Monday, July 09, 2012

Beasts Wild

There are so many other cultures on the planet, but even when Hollywood films are shooting in another place or in another culture, the system of making the film still emerges from a very particular personality that comes from New York or Los Angeles. The way in which we’re doing things is very much of the culture of Louisiana. We try to bring the way people relate to one another in Louisiana to our set and do things in a way that expresses that culture. Director Benh Zeitlin
Beasts of the Southern Wild is a story told by a 6-year-old girl named Hushpuppie. But it is not a kid's story or a kid's movie. It's more like dirt under the fingernails magic realism Bayou style.

It might be like nothing you have ever seen and because of that it might be tough to take. Not just because it is a knotty story of survival in post hurricane Louisiana but because it does what few films in the history of American cinema have ever done; present us with poor people separated - most definitely - from the sensibilities of the middle or upper class world of Hollywood.

The narrative rarely plays it safe, it never slides off into a world most cinema-goers feel comfortable with. And yet there is nothing subversive about it because there is nothing to subvert. These people are as real as those in a documentary about the place. They are poor, they are uncouth, they drink and curse in front of kids, they live in abject filth and, as they are presented to us, they are not easy to relate to in the way characters in movies usually are. What's more only briefly do we get the Hollywood-like middle or upper class characters who come in to counter balance the reality we see and present us with some kind of safe narrative haven.

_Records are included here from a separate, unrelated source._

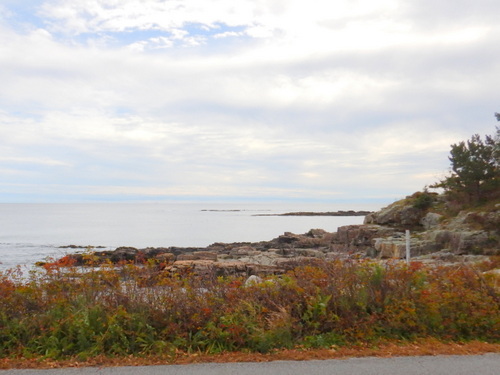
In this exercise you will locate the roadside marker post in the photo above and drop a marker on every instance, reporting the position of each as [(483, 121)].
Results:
[(407, 246)]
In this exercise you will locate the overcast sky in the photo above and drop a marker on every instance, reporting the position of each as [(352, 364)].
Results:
[(344, 100)]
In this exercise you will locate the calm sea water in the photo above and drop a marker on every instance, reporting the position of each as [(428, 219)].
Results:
[(33, 232)]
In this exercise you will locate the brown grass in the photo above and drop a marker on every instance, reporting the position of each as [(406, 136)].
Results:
[(423, 347)]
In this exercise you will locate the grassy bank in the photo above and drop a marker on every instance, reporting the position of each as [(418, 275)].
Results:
[(63, 313)]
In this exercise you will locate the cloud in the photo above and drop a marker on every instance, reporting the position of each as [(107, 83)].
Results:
[(268, 99)]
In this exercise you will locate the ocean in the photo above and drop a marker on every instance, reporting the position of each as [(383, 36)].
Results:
[(35, 232)]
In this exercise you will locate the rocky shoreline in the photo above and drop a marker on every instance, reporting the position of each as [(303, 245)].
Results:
[(309, 213), (381, 237)]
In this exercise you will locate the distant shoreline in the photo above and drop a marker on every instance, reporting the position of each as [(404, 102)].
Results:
[(334, 213)]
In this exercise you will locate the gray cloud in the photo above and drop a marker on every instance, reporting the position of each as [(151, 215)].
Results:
[(358, 103)]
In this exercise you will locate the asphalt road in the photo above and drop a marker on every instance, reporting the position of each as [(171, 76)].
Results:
[(447, 365)]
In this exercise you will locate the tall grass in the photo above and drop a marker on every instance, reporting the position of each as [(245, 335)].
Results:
[(63, 311)]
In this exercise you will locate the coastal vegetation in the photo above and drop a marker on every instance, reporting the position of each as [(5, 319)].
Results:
[(63, 311)]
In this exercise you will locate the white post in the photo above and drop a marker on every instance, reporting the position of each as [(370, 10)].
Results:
[(407, 246)]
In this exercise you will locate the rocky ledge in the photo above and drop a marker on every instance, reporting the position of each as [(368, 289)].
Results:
[(328, 213), (467, 236)]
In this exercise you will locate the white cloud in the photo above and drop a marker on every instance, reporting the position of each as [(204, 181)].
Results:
[(247, 98)]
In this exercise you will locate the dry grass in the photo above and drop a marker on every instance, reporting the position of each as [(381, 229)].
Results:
[(423, 347)]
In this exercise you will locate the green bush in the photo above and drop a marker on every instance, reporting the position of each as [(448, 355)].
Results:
[(65, 312)]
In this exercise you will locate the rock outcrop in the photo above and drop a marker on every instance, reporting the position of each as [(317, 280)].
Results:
[(382, 236)]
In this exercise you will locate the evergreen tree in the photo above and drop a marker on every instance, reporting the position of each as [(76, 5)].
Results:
[(474, 168)]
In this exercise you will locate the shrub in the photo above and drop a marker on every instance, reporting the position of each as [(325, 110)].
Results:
[(137, 310)]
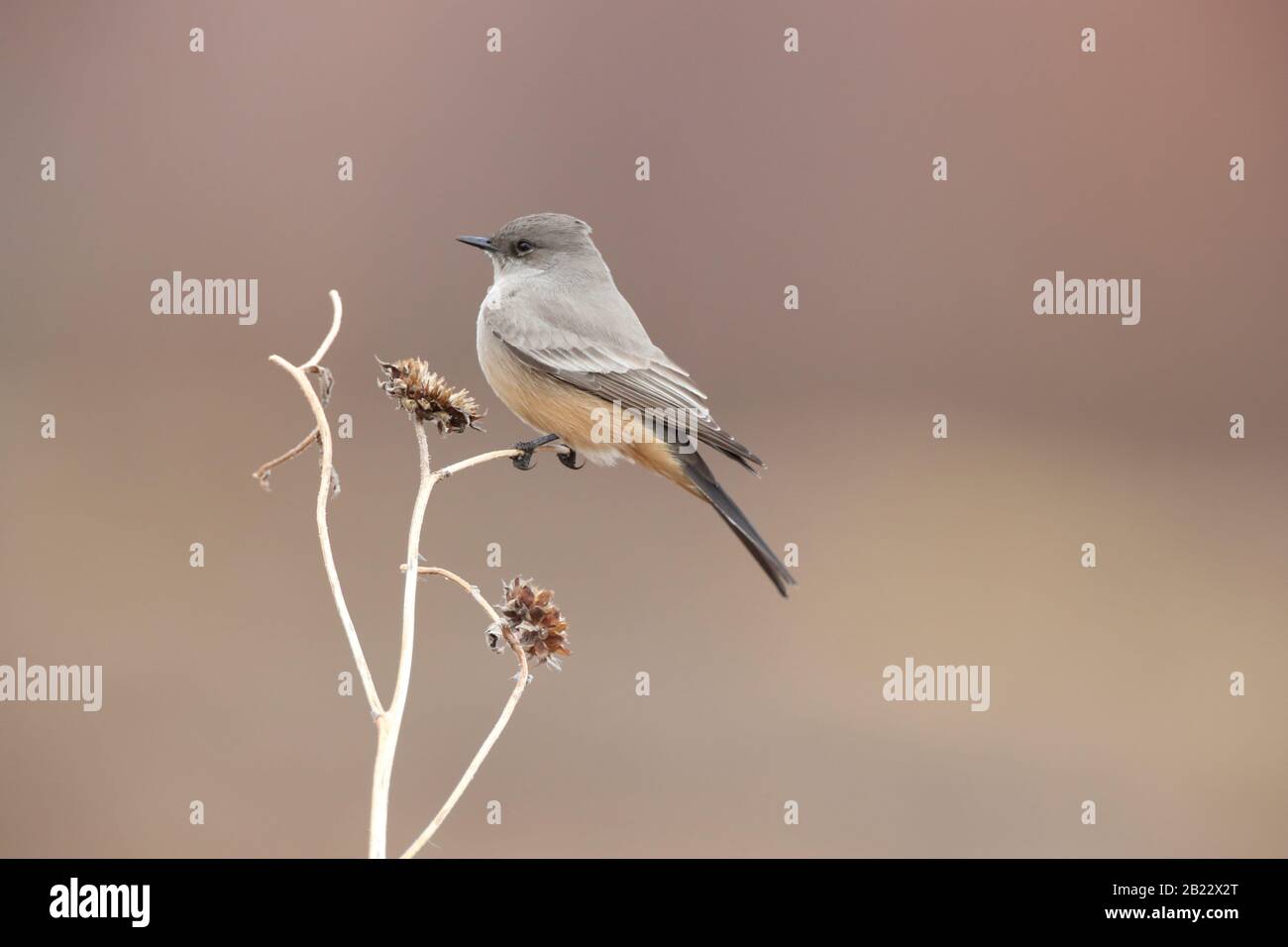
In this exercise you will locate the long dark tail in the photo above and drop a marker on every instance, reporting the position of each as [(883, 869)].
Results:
[(699, 474)]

And yet the film is not making a value judgement about these outcasts. Far from it. These are real people who live in a real place. But it's not a place the American film world often inhabits. The film has the sensibilities of a third world film and yet it is distinctly an American story.

Part of what is remarkable too is that the story is told from the viewpoint of a 6 year-old-girl. The big harry beasts she imagines are as real as her drunken, sick, fierce father. In this way it is a fable of sorts but without the simplistic smooth finish of a Disney film.

The film deals with chaos and the narrative too gets sloppy on occasion, which is either because of the low budget or because we are being told the story by a kid. [I'm guessing the former]. But it all fits together without too much confusion because the plot is linear.

Beasts starts before a big hurricane hits in a section of the coast of Louisiana called 'The Bathtub". When the hurricane hits some of the locals stay put and float around and above their world refusing to leave. Times get tougher, food gets scarce, the girl's father gets sicker and even though they find a way to drain the water from their land they are forced into a camp. At this point, the safe, clean world of doctors and teachers and bureaucrats provides them some kind of safety. But they want none of it. They choose to head back to the untamed nature and wild beasts of their home.

The film does eventually bring itself back into a Hollywood-like fold. And once you get its coordinates it is a film that anyone can relate to. It's about life and death and survival. It just tells us a story in a unique way. I wish there were more films like it.

Thursday, July 05, 2012

Unproduced films

There's a terrific list of unproduced and unfinished film projects over at Film Comment's site.
Here's a few below that would have been tantalazing.

The Autumn of the Patriarch (Emir Kusturica) Kusturica discussed an adaptation of this novel with author Gabriel García Márquez. Marlon Brando was to star, with Sean Penn producing.

The Demon (Sergei Parajanov) Based on the long 17th-century poem “Demon” by Mikhail Lermontov. The once-banned poem praises the eternal spirit of atheism.

Genesis (Robert Bresson, 1963) A lavish adaptation of the Book of Genesis. Dino De Laurentiis had agreed to finance, but Bresson abandoned the project only to take it up again and then abandon it a second time. He once said that one of the frustrations with the production was that he couldn’t make his animal performers do as they were told.

Kaleidoscope (Alfred Hitchcock, 1964-67) After watching Antonioni’s Blow-Up, Hitchcock felt he was a century behind the Italians in technique. He asked the novelist Howard Fast to sketch a treatment about a gay, deformed serial killer. Pleased with the results, Hitchcock composed a shot list with over 450 camera positions and shot an hour’s worth of experimental color tests. MCA/Universal were disgusted by the script and immediately canceled the project, reducing Hitchcock to tears.

The Monster Maker (Alain Resnais, 1970s) In collaboration with Stan Lee, Resnais planned a pop-art parody about a frustrated movie producer who seeks creative and spiritual redemption by making a film about pollution. Lee and Resnais sold the script in 1971 but it was never made. [Read that again!]

The Streets of Laredo (Peter Bogdanovich) Co-written with Larry McMurtry, this was to star James Stewart, John Wayne, and Henry Fonda. A decade later, McMurtry turned the screenplay into a Pulitzer Prize–winning novel. John Ford talked Wayne out of doing the project.

Suffer or Die (Michelangelo Antonioni) Scripted by Tonino Guerra and Anthony Burgess, it was to star Debra Winger alongside Mick Jagger or Richard Gere or Giancarlo Giannini as an architect. Amy Irving was cast at one point as a Catholic novice.